India doctors tackle sterilisation deaths

Team of doctors rushed to Chhattisgarh state where 12 women died and dozens are critical after botched surgeries.

More than 50 are still in hospital while 25 of them are reported to be in critical condition [Reuters]

A team of doctors have rushed to central India after at least 12 women died and dozens of others fell ill after undergoing botched sterilisation surgery, officials have said.

A total of 83 women, all villagers under the age of 32, had the operations on Saturday as part of the federal government’s free sterilisation campaign in Bilaspur district of Chhattisgarh state. But scores were later rushed in ambulances to private hospitals after falling ill.

More than 50 are still in hospital while 25 of them are reported to be in critical condition, according to the Indian Express newspaper.

If the facts are confirmed, then a grave human tragedy has occurred

by Kate Gilmore, Deputy executive director of the UN Population Fund

“Their condition is very serious. Blood pressure is low,” said Dr Ramesh Murty at CIMS hospital, one of the facilities where the sick women were taken after the ill-fated surgeries held as part of a free, nationwide programme aimed at limiting births in the world’s second-most populous nation.

The Chhattisgarh state government sent a plane to New Delhi overnight to pick up a team of four doctors “to ensure no time is lost” in treating the patients, Indian Health Secretary Lov Verma told local Press Trust of India.

The state government has suspended four officials, including Dr RK Gupta, who supervised the surgeries.

“It appears the incident occurred due to negligence” by doctors, Chhattisgarh Chief Minister Raman Singh said, before urging patience for the autopsy results. He also said the victims’ families would each receive a compensation payment of about $6,600.

The state chief minister has also ordered for a police case to be filed against Gupta, who was awarded by him earlier this year for conducting 50,000 laparoscopic tubectomies.

The apparent cause of death was either blood poisoning or hemorrhagic shock, which occurs when a person has lost too much blood, state deputy health director Amar Singh said, though the preliminary results from autopsies were expected to be released later on Wednesday.

Sterilisation quotas 

India’s government – long concerned about its rapidly growing 1.3 billion population – performs millions of free sterilisations to both women and men who want to avoid the risk and cost of having a baby.

The vast majority of patients are poor women who are usually paid a one-time incentive fee to undergo the surgery of about $10-$20.

India has one of the world’s highest rates of sterilisation among women, with about 37 percent undergoing such operations, compared with 29 percent in China, according to 2006 statistics reported by the United Nations. About 4.6 million Indian women were sterilised in 2011 and 2012, according to the government.
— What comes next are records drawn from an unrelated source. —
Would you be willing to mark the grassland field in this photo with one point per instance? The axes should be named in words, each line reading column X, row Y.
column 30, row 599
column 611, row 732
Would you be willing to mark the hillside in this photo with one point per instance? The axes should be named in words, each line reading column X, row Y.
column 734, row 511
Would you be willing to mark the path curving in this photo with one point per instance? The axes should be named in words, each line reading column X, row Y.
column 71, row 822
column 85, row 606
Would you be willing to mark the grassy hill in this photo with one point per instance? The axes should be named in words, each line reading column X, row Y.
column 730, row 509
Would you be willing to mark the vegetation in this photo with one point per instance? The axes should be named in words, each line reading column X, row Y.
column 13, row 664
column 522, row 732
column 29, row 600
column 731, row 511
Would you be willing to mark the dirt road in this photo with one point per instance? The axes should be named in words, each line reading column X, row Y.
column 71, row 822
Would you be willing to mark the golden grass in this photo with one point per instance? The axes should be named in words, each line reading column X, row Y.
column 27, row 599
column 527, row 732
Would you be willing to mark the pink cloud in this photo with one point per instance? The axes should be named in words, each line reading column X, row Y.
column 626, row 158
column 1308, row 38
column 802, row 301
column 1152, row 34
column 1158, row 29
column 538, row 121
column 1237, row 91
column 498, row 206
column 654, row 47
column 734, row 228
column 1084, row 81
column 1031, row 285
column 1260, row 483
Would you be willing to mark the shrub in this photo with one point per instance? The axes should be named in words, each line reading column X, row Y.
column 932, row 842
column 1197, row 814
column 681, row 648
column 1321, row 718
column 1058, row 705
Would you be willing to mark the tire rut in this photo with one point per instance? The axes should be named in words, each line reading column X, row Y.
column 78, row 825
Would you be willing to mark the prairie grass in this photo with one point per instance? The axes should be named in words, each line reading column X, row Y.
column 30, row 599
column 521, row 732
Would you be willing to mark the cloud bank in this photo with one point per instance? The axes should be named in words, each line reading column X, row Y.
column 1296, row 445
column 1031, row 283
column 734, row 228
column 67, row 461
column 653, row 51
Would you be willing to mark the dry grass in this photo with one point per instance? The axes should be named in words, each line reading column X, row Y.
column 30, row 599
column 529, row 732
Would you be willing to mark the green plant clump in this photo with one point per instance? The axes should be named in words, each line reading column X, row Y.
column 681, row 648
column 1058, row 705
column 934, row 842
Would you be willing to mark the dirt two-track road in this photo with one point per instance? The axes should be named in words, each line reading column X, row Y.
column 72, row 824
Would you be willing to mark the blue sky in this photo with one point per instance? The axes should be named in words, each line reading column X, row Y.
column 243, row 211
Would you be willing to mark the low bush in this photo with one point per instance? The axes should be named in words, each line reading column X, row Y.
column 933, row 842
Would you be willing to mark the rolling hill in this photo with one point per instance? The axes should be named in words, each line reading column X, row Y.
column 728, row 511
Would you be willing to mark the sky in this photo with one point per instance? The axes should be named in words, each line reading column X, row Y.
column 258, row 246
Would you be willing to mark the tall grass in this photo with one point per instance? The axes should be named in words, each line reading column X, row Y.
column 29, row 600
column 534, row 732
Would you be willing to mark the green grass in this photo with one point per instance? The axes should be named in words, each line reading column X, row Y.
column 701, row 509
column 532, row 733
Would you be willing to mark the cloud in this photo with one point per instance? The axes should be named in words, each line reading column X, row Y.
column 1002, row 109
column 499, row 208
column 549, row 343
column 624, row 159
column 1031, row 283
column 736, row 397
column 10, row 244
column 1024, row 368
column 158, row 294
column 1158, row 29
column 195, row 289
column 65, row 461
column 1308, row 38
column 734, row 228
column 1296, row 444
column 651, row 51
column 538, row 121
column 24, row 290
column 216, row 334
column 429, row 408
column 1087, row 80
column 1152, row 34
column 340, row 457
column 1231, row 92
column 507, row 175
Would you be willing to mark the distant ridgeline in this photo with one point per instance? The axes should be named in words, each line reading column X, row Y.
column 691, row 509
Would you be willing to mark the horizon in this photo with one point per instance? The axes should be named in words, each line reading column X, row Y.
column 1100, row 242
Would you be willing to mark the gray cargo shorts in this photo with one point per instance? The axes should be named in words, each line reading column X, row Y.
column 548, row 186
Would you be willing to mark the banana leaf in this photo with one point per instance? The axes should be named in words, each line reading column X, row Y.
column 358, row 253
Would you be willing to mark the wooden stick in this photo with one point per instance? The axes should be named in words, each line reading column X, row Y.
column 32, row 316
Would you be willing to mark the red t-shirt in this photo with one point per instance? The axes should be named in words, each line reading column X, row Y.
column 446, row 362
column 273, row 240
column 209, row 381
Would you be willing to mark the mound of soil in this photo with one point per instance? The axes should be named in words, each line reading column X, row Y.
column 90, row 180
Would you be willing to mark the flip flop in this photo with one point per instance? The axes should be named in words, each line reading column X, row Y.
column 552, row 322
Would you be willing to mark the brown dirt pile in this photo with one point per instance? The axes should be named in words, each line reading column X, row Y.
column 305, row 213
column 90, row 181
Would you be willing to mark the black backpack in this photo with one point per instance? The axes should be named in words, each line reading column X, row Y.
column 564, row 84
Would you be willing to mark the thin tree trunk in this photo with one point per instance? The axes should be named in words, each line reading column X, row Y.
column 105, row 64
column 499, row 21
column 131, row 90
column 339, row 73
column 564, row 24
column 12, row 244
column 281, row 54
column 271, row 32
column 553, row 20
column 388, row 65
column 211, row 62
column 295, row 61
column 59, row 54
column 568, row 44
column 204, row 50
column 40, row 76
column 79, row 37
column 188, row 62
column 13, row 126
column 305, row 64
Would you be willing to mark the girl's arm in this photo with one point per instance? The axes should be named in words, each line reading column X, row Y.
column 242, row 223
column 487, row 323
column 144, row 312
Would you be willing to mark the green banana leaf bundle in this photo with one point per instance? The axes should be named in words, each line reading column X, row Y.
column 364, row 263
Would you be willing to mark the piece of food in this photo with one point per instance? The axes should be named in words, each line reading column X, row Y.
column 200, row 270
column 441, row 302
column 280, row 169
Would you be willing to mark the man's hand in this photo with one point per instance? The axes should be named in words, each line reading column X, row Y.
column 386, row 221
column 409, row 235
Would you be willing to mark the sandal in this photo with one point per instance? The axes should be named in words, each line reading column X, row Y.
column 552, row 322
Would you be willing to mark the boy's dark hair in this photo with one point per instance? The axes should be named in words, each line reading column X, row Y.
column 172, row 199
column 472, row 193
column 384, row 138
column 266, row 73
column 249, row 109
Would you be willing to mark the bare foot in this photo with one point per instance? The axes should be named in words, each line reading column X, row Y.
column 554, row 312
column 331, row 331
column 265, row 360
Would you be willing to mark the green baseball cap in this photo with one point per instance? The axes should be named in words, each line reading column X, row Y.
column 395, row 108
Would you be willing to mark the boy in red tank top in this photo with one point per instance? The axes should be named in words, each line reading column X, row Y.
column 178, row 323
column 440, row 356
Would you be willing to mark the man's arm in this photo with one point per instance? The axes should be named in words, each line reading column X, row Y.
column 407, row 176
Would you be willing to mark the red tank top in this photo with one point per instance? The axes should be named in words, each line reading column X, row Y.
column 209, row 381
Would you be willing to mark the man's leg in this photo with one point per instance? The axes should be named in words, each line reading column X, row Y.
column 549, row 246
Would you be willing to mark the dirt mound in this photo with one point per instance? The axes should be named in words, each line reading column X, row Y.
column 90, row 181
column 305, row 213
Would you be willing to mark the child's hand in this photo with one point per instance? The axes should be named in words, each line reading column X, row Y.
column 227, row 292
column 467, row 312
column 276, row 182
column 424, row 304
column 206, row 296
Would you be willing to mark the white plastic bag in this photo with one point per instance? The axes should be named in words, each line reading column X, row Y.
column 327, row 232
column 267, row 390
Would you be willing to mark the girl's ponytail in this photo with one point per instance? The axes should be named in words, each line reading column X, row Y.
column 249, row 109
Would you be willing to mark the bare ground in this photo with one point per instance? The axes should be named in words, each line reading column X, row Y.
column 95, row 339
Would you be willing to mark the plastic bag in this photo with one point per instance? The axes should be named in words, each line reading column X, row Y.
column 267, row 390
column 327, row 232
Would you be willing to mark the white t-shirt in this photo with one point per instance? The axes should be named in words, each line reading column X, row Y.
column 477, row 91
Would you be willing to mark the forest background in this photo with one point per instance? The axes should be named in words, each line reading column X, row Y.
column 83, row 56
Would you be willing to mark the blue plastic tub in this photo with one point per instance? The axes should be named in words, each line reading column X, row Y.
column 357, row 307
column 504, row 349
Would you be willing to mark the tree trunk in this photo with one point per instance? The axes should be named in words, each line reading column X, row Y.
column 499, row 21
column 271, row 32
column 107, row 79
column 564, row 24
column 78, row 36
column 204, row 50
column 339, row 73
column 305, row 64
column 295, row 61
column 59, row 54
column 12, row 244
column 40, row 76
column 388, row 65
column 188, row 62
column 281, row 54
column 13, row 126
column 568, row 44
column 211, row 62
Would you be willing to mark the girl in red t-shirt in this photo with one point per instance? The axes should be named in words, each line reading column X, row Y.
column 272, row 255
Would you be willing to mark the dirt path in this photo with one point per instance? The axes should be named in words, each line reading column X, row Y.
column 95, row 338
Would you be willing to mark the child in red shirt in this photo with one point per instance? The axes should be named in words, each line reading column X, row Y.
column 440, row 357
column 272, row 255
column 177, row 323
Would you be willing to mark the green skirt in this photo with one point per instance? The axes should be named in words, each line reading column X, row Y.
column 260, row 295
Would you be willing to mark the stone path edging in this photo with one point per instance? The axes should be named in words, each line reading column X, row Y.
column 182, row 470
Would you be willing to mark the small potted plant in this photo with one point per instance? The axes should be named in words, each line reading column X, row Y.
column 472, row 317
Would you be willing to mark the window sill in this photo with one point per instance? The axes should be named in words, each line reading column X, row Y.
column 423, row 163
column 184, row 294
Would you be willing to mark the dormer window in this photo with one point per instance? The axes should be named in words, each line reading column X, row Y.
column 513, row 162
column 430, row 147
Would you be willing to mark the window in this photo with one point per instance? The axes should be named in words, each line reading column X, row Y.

Activists blame the incentive payments, as well as sterilisation quotas set by the government, for leading health authorities to pressure patients into surgery rather than advising them on other forms of contraception.

“These women have become victims because of the target-based approach to population control,” said Brinda Karat of the All India Democratic Women’s Association, who has demanded that the state’s health minister resign.

India has one of the world’s worst records on maternal health care, with 200 women dying during pregnancy or childbirth for every 100,000 patients, compared with China’s 37 deaths for every 100,000 women who give birth.

The women who underwent surgery on Saturday were each paid about $10, and all 83 surgeries were performed within six hours, the state’s chief medical officer, Dr SK Mandal, told The Associated Press by phone.

Prime Minister Narendra Modi, who is in Myanmar on a state visit, said that he had spoken with Singh and urged a thorough investigation.

The UN has also expressed concern over the deaths.

“If the facts are confirmed, then a grave human tragedy has occurred,” Kate Gilmore, deputy executive director of the UN Population Fund, was quoted as saying by Reuters.